X_test = test_data_scaled.drop(columns=['Date', 'y'])
y_test = test_data_scaled['y']

# 6. Sanitize Feature Names to Remove Special Characters
def sanitize_column_names(columns):
    """
    Replace any special characters in column names with underscores.
    Ensures all column names are strings before applying regex.
    """
    return [re.sub(r'[^A-Za-z0-9_]', '_', str(col)) for col in columns]

# Apply sanitization
X_train.columns = sanitize_column_names(X_train.columns)
X_test.columns = sanitize_column_names(X_test.columns)

# 7. Model Training and Evaluation

# Function to evaluate model performance
def evaluate_model(true, predicted, model_name):
    mse = mean_squared_error(true, predicted)
    mae = mean_absolute_error(true, predicted)
    rmse = np.sqrt(mse)
    print(f"\n{model_name} Performance:")
    print(f"Mean Squared Error (MSE): {mse:.4f}")
    print(f"Root Mean Squared Error (RMSE): {rmse:.4f}")
    print(f"Mean Absolute Error (MAE): {mae:.4f}")
    return rmse

# Function to plot predictions
def plot_predictions(true, predicted, model_name):
    plt.figure(figsize=(14, 7))
    plt.plot(range(len(true)), true.values, label='Actual', color='blue')
    plt.plot(range(len(predicted)), predicted, label='Predicted', color='red', alpha=0.7)
    plt.title(f'Actual vs Predicted Closing Prices ({model_name})')
    plt.xlabel('Sample Index')
    plt.ylabel('Closing Price (Scaled)')
    plt.legend()
    plt.show()

### **Model 1: LightGBM Regressor**

# Initialize the model
lgbm = LGBMRegressor(random_state=42)

# Train the model
try:
    lgbm.fit(X_train, y_train)
    print("LightGBM training completed successfully.")
except Exception as e:
    print(f"Error during LightGBM training: {e}")

# Predict
try:
    y_pred_lgbm = lgbm.predict(X_test)
    print("LightGBM prediction completed successfully.")
except Exception as e:
    print(f"Error during LightGBM prediction: {e}")

# Evaluate
if 'y_pred_lgbm' in locals():
    rmse_lgbm = evaluate_model(y_test, y_pred_lgbm, 'LightGBM Regressor')

    # Plot predictions
    plot_predictions(y_test, y_pred_lgbm, 'LightGBM Regressor')
else:
    rmse_lgbm = None
    print("Skipping evaluation and plotting for LightGBM due to previous errors.")

### **Model 2: ARIMA**

# For ARIMA, we'll use the original data without scaling
# Ensure stationarity
result = adfuller(train_data['y'])
print('\nAugmented Dickey-Fuller Test:')
print('ADF Statistic:', result[0])
print('p-value:', result[1])

if result[1] > 0.05:
    # Differencing to make the series stationary
    train_data['y_diff'] = train_data['y'].diff().dropna()
    print("Applied differencing to make the series stationary.")
else:
    train_data['y_diff'] = train_data['y']
    print("Series is stationary.
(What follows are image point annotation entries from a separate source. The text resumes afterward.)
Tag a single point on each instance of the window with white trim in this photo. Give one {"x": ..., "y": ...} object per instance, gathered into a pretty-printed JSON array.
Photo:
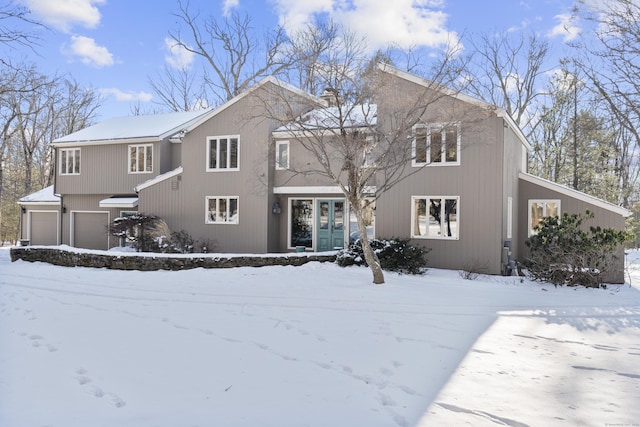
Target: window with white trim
[
  {"x": 539, "y": 209},
  {"x": 435, "y": 217},
  {"x": 69, "y": 161},
  {"x": 221, "y": 210},
  {"x": 282, "y": 155},
  {"x": 436, "y": 144},
  {"x": 222, "y": 153},
  {"x": 141, "y": 158}
]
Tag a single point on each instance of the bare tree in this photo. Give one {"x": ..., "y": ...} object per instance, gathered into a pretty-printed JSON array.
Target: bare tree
[
  {"x": 508, "y": 71},
  {"x": 234, "y": 56},
  {"x": 10, "y": 36},
  {"x": 355, "y": 143},
  {"x": 612, "y": 70},
  {"x": 180, "y": 89}
]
No differencing applied.")

# Fit ARIMA model
arima_order = (5, 1, 0)  # This can be adjusted or determined using AIC/BIC criteria
arima_model = ARIMA(train_data['y'], order=arima_order)
try:
    arima_model_fit = arima_model.fit()
    print("ARIMA model fitted successfully.")
except Exception as e:
    print(f"Error during ARIMA model fitting: {e}")

# Forecast
forecast_steps = len(test_data)
try:
    arima_forecast = arima_model_fit.forecast(steps=forecast_steps)
    print("ARIMA forecasting completed successfully.")
except Exception as e:
    print(f"Error during ARIMA forecasting: {e}")

# Evaluate
try:
    rmse_arima = evaluate_model(test_data['y'], arima_forecast, 'ARIMA')
except Exception as e:
    print(f"Error during ARIMA evaluation: {e}")
    rmse_arima = None

# Plot predictions
if rmse_arima is not None:
    plt.figure(figsize=(14, 7))
    plt.plot(test_data['Date'].reset_index(drop=True), test_data['y'].reset_index(drop=True), label='Actual', color='blue')
    plt.plot(test_data['Date'].reset_index(drop=True), arima_forecast.values, label='Predicted', color='red', alpha=0.7)
    plt.title('Actual vs Predicted Closing Prices (ARIMA)')
    plt.xlabel('Date')
    plt.ylabel('Closing Price')
    plt.legend()
    plt.show()
else:
    print("Skipping ARIMA plotting due to previous errors.")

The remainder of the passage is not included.